Recent case law has provided a considered overview of offsetting pensions in financial remedy orders. This is an area of family law where there is little guidance and a diversity of views.
Offsetting pensions in financial remedy orders
Case law
The recent case in question involved a husband with a defined contribution pension held in a self-invested personal pension, as well as a small money purchase pension plan.
He had already taken the 25% tax free element, leaving funds worth approximately £970,000. In light of the recent pension reforms, he was able to take the remainder of his pension funds as cash, subject to tax.
By contrast, the wife had a pension from her employment which was a defined benefits scheme based on her final salary. She had also taken the 25% tax free lump sum and the remainder of the pension was in payment providing her with a gross annual income of £92,000.

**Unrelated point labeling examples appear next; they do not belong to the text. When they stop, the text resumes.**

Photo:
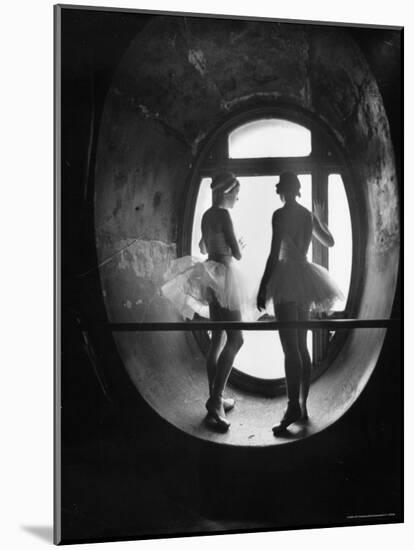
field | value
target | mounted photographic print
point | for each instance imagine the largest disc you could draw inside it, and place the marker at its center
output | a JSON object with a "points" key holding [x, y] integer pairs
{"points": [[228, 294]]}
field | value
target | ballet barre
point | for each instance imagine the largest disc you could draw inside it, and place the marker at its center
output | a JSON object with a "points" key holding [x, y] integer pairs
{"points": [[182, 326]]}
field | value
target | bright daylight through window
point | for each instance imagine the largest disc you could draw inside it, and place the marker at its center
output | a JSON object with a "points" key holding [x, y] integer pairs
{"points": [[252, 216]]}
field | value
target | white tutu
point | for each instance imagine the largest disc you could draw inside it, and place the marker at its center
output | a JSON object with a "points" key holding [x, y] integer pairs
{"points": [[192, 285], [294, 279]]}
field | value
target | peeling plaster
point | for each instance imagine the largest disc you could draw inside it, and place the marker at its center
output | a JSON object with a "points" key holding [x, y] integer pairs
{"points": [[197, 59], [227, 105], [147, 259]]}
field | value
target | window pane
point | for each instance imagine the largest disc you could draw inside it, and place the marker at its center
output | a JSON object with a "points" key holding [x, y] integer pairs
{"points": [[339, 219], [270, 138], [261, 354]]}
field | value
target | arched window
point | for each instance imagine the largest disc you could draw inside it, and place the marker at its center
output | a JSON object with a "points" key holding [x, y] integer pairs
{"points": [[257, 151]]}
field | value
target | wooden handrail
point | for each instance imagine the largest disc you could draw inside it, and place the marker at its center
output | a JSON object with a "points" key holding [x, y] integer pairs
{"points": [[327, 324]]}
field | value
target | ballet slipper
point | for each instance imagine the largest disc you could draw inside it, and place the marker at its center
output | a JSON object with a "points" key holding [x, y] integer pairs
{"points": [[293, 414], [305, 416], [214, 419], [228, 403]]}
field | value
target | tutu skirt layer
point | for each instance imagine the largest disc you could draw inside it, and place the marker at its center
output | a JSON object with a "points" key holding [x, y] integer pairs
{"points": [[192, 285], [305, 283]]}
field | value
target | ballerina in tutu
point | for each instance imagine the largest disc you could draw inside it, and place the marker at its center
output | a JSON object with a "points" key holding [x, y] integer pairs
{"points": [[215, 284], [296, 286]]}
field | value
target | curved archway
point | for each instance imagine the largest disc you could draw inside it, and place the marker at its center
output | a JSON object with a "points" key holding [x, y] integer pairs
{"points": [[161, 106]]}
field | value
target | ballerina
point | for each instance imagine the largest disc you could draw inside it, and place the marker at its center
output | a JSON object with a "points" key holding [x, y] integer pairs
{"points": [[215, 283], [296, 286]]}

Cash equivalent values of the pensions were obtained. A pension sharing order was not an option in this case, as such an order would take the husband well over the lifetime allowances with severe taxation consequences. The agreed approach was an offsetting lump sum. The issue in dispute was the level of that lump sum.
As the wife’s pension was a defined benefits scheme, regardless of the cash equivalent value, the pension could never be equivalent to or converted to cash in her hands. In this case it was considered that comparing the pensions of the husband and wife was like comparing apples and pears. The wife could only take income which ceases upon her death. By contrast the husband could withdraw his funds in full whenever he chose, subject to the payment of tax.
No expert’s report was available to the court to assist in carrying out the appropriate calculations. Four fundamental points were considered:
- In this case the court was not concerned with needs as each parties’ needs were met before pension provision was taken into account.
- The case did not involve comparing like with like. One party was being required to pay a large sum of money to reflect the other party’s loss in not receiving a future share of a pension in payment.
- Any methodology was based upon factors and assumptions which almost certainly would not in fact arise as may be predicted.
- This case required capitalisation of future income requirements.
This case has offered a little clarity in an area where there has previously been little guidance. However there still remains a diversity of views and each case is specific upon its own facts.